Cette peur insatiable, inassouvie et inavouable, elle n’a aucun alibi, aucun endroit où se terrer et par-dessus tout, elle est fière de sa simple condition. Elle existe, elle persiste, elle se divulgue dans son entièreté. Elle la lit dans le reflet que les prunelles chocolatées du jeune homme lui renvoient, elle est soumise à son règne, la déchiffre derrière les nuances opalines de son teint et elle la maudit de tout son être. Même si elle se détourne, elle est là, elle la traque. Elle la ronge de l’intérieur. Le jeune homme la toise avec frayeur mais qui se contemple vraiment ? Cordélia ou ce jeune homme apeuré ? Elle ne saurait le dire parce qu’avec effroi, elle doit admettre qu’ils ne partagent qu’une seule et même entité : l’horreur. Ses doigts s’élancent  et s’acharnent comme pour sauver cette humanité qui lui fait tant défaut en cet instant et s’attardent sur la surface glacée qui la domine par sa vérité. Ce n’est pas qu’un sanglier, c’est autre chose. Oui. Et elle le sait. Elle sait au plus profond d’elle qu’elle ne pourra pas résister longtemps, recroquevillée dans cette crevasse. Elle sait que si cette chose la trouve, elle va l’arracher de sa cachette pour se repaitre d’une innocente, d’une incrédule et d’une idiote malheureuse. Qui est le plus à plaindre ? Ses futures victimes ? Ou cette chose, tortionnaire involontaire –ou volontaire, qui sait ? Sa terreur l’étrangle et pourtant, elle ne peut balayer cette interrogation avec des bons sentiments qu’elle ne possède pas. Elle tétanisée de tout son corps tout autant qu’ils sont prisonniers, elle et le jeune homme dans le crevasse, d’un triste sort. Elle serre son poing et ferme les paupières une poignée de secondes. Elle pourrait heurter sa tête contre la cavité, se briser le crâne pour effacer définitivement ce miroitement, cette supplique visuelle. Mais cela ne soulagerait ni la force de cette injustice, ni sa part de regret grandissante. A quoi bon ? Elle respire. Une, deux, trois, peut-être dix fois avant d’étendre son champ optique à la pénombre des bois qu’elle tente de percer.
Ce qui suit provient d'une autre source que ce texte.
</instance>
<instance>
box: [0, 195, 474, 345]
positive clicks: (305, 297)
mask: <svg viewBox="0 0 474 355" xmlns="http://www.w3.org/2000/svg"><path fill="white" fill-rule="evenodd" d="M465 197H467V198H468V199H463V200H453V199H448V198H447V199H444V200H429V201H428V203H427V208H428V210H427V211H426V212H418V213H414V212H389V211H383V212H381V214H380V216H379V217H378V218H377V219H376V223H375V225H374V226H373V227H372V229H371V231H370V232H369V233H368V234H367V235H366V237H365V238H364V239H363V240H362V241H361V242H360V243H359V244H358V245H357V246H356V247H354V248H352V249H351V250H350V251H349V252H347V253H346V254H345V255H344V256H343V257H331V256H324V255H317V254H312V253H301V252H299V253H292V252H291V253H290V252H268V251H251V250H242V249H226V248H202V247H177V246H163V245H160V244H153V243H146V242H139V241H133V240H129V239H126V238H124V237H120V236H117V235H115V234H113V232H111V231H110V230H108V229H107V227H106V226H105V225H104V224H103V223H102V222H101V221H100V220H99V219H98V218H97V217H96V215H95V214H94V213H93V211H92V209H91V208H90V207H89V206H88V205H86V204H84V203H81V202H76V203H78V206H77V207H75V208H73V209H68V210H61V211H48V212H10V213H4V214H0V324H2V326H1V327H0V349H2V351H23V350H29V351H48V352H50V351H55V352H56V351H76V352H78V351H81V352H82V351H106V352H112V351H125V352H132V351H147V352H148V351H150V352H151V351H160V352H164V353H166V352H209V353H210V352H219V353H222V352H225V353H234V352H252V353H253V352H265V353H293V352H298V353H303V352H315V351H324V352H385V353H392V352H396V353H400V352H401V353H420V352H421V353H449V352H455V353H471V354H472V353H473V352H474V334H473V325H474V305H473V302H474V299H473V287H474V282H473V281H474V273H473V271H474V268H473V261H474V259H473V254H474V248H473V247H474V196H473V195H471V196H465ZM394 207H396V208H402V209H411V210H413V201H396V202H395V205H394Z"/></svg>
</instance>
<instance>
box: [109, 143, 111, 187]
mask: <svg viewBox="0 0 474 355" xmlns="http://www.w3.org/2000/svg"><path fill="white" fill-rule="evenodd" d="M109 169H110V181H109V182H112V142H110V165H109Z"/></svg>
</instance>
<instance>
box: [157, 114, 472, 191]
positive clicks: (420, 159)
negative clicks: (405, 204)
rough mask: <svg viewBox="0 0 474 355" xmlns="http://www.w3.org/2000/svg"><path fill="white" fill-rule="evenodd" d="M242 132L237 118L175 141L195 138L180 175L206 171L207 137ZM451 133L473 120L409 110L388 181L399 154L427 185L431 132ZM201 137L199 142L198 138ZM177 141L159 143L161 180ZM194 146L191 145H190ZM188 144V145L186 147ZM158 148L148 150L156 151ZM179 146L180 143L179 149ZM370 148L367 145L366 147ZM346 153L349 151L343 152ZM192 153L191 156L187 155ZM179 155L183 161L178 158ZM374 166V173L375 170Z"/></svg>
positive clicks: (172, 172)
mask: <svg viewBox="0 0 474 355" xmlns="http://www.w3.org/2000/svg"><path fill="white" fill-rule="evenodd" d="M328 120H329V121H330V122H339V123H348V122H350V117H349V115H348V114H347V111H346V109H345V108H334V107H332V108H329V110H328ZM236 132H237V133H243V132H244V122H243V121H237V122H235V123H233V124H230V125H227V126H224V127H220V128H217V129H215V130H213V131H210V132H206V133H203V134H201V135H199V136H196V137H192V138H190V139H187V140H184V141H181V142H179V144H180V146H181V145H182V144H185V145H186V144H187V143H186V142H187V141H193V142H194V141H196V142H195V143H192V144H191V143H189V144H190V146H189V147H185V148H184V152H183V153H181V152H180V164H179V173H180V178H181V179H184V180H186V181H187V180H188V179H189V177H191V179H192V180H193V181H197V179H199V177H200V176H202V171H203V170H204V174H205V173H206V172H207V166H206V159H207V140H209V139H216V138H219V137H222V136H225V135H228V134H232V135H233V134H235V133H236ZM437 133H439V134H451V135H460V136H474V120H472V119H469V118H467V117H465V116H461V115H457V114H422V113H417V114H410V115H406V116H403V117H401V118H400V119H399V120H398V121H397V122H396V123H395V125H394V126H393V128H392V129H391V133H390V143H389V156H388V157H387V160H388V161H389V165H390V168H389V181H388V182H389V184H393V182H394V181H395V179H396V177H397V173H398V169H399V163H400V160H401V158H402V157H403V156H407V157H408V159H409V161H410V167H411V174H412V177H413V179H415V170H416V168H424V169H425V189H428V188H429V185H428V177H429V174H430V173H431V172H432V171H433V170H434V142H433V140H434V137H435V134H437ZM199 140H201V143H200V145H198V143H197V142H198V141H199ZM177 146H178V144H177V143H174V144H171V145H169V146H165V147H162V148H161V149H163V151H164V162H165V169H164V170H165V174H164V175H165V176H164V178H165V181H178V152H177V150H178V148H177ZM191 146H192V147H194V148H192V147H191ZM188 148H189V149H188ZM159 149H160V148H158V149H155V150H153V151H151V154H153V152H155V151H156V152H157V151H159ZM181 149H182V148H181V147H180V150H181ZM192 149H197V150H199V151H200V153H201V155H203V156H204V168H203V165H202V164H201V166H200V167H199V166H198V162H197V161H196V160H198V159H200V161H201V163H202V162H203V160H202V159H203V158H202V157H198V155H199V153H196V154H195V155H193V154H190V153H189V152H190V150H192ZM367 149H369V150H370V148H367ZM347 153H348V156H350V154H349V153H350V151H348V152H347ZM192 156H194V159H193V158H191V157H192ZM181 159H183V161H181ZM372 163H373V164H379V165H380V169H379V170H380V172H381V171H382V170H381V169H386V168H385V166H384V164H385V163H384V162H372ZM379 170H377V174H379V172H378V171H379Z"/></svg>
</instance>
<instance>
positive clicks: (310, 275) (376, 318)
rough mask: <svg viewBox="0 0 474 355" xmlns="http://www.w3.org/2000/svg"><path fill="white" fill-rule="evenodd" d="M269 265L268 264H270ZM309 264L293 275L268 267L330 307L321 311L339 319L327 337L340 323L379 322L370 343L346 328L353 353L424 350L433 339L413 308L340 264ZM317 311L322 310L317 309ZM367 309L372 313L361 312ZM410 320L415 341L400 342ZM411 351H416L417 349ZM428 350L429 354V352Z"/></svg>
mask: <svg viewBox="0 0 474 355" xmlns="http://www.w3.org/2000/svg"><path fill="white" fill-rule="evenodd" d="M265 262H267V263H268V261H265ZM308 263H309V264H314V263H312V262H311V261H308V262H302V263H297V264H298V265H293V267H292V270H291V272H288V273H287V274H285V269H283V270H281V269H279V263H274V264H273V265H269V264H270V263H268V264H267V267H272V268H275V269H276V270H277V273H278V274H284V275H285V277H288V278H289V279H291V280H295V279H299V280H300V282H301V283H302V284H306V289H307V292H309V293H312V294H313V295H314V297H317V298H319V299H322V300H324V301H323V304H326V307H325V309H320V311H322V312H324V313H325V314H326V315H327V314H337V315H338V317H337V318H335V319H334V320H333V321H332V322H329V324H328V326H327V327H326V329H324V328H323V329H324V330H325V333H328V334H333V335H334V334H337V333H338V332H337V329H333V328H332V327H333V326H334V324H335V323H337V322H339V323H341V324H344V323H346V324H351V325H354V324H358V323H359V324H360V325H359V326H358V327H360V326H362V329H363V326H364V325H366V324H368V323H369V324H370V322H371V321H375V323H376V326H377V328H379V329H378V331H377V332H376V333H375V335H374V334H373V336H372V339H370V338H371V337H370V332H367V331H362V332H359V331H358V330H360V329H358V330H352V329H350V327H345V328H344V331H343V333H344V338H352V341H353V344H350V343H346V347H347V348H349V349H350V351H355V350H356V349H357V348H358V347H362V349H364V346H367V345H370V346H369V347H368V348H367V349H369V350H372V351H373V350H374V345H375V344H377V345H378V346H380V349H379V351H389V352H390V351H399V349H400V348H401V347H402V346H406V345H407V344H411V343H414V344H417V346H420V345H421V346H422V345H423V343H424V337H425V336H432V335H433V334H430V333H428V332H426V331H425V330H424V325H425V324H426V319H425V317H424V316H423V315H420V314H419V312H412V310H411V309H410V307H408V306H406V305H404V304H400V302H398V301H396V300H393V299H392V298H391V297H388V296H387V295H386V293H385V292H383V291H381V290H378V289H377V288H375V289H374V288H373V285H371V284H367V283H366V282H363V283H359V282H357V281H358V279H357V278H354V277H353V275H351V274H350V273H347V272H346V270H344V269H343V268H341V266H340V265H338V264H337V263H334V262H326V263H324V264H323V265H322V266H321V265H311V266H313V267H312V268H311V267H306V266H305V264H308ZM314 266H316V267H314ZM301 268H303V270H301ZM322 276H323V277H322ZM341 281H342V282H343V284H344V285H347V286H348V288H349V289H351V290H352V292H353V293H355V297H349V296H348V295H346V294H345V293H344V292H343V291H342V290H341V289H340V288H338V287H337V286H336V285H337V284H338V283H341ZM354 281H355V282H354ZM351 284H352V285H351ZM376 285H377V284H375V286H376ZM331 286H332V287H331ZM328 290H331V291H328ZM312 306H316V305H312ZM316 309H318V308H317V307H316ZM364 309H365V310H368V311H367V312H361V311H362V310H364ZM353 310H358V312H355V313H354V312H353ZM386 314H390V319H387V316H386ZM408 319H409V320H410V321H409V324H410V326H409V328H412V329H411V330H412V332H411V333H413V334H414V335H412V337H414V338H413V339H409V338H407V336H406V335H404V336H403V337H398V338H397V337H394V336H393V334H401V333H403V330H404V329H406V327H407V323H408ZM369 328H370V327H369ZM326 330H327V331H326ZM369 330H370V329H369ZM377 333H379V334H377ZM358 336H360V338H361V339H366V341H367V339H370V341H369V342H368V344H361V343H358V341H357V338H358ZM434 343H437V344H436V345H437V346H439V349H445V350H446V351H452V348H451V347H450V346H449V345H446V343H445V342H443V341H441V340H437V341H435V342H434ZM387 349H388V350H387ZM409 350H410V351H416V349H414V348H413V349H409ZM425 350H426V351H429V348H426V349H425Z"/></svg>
Vais-je mourir ? Quel jour sommes-nous ? Quelle heure ? Quel mois ? Songe- t-elle avec effroi. Elle ne sait plus. Dans sa tête tout se mélange. Les courants d’air portés par la brise du soir lui lacèrent le visage comme des coups de cutter. Ses pieds sont comme gelés, son estomac douloureux, ses os prêts à se rompre. Et pourtant, Cordélia est plus qu’anxieuse, elle est paralysée par la peur. Son cœur semble s’étouffer d’un trop plein d’effarement, et elle n’a qu’une seule envie, crier. Crier, tellement sa rage est à son apogée. Et malgré cette sensation de colère qui la saisit, il y a toujours cette part de peur. Et tandis qu’elle avait peur, le jeune homme vint. Et venant, sa peur diminua. Le martèlement de ses chaussures est le seul bruit qui se répercute en écho dans sa tête. Ses pas ne sont assurément pas ceux de la créature, ce sont les siens. Son esprit se replie pour ne pas affronter les prochains instants d’horreur à venir. Eh toi ! L'oppression, la suffocation tout est bon pour l’entraver, subissant la désagréable sensation d'un étau autour de sa gorge. Ça va là-dedans ? Le sentiment qu'on va lui broyer la poitrine est omniprésent et rien pour lui ôter cette cuisante impression. Je crois que … c’est parti … Elle déglutit avec difficulté tout en posant son regard sur le jeune homme qui s’approche d’elle, puis elle commence à ramper doucement, en se tortillant comme un ver afin de sortir petit à petit de la crevasse qui déchire partiellement ses vêtements tout crotté de boue et feuilles séchées. C’est en titubant qu’elle se met debout, tremblotant de peur. Ses lèvres roses s’entrechoquent rapidement entres elles, alors que sa voix apeurée s’élèvent doucement : Je suis désolée, je … je ne voulais pas t'apporter des ennuis, alors je … Soudainement secouée d’une crise de larmes, le visage ahurie et blafard par la panique, elle plaque ses mains contre sa bouche pour retenir un sanglot. Elle ferme les yeux avant de gémir entre ses mains : J’ai eu tellement peur … Ses épaules se soulèvement sous ses pleurs silencieux, qu’elle ne parvient pas à retenir. La honte n’existe plus, pas pour elle, pas un instant, pas dans cette situation de frayeur extrême.